I don't feel discouraged at all and I appreciate your feedback and thank you wholeheartedly for it. First off, I have been told already on another platform that I did actually refer to Expected Value in the book prior to introducing it - so yes, that is absolutely in the change order for the next version on Tau Day.
I was in a rush to publish this last week for Pi Day. I had reorganized the chapters at one point and moved Expected Value way to the back because I saw it more in line with making a prediction rather than it being a parameter. Originally I had this book organized like a traditional textbook, but one of the points I would like to drive through is the, "workflow" of using probability to make a prediction, meaning, you 1) Calculate Parameters then 2) Find relationships between Sets and finally 3) Then and only then, make predictions, which involve a value and a relationship statement.

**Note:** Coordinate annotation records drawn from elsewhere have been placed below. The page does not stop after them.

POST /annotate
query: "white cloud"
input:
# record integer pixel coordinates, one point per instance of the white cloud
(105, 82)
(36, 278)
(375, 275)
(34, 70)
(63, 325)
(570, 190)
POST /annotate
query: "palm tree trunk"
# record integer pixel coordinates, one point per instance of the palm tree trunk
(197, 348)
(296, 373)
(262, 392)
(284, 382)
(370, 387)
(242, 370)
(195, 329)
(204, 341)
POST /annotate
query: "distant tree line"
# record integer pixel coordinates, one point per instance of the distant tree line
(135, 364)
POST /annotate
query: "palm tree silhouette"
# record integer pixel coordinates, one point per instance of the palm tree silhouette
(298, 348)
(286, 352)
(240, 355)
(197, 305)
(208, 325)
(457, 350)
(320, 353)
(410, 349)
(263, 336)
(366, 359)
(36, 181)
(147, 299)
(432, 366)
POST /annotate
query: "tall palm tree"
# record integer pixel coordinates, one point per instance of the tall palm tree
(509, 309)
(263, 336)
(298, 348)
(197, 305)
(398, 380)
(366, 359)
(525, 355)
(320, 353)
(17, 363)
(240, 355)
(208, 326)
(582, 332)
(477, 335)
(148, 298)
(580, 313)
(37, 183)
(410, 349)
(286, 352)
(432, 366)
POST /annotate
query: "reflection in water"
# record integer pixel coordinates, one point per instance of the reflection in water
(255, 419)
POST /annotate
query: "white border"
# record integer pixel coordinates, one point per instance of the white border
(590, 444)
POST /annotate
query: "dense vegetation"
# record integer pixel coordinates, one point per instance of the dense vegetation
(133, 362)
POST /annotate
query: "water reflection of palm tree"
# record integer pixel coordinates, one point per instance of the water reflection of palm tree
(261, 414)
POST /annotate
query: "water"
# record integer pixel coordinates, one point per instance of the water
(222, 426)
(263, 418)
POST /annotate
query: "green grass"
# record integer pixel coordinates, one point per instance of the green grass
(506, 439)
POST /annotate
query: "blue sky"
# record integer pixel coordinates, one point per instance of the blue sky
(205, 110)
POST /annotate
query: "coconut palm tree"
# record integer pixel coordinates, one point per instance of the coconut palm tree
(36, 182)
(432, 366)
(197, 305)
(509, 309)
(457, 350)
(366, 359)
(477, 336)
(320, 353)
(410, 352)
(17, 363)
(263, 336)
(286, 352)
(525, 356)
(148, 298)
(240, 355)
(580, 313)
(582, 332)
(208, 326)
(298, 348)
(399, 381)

Part of this is because there is such a huge ongoing trend in wanting to make predictions, gain more certainty over the future, work higher end jobs leveraging statistical computing and machine learning, etc. - so I'm thinking there are a lot of folks out there who want probability described from yet another standpoint. That being said, if I have just repeated what has already been said, then I have failed.
On the bright side, with LeanPub I can just clean it up and release a new version of the book.
In most textbooks, Expected Value is taught way at the beginning, I think because it's, "easier" and perhaps there isn't a lot of thought put into the workflow I have described above. What it sounds like I should do is comb through and remove references to Expected Value earlier on in the book. I could also certainly clean up any technical terms like that as well...not sure if you had any other ones you identified?
Yes you are right about stretching the lemur abstraction. To a certain degree, we really can't teach lemurs any of this stuff, it's more of a motif for making things visual for humans, not lemurs. On the other hand, I do offer somewhat of a rebuttal to the idea that, "lemurs could never learn X," in this YouTube video I produced a few months ago on Bayesian Statistics.
As to your criticism about statistics vs. probability - to be honest that one confuses me a bit. What are you referring to specifically? What do you see as being statistics and what do you see as probability and where do you draw the line?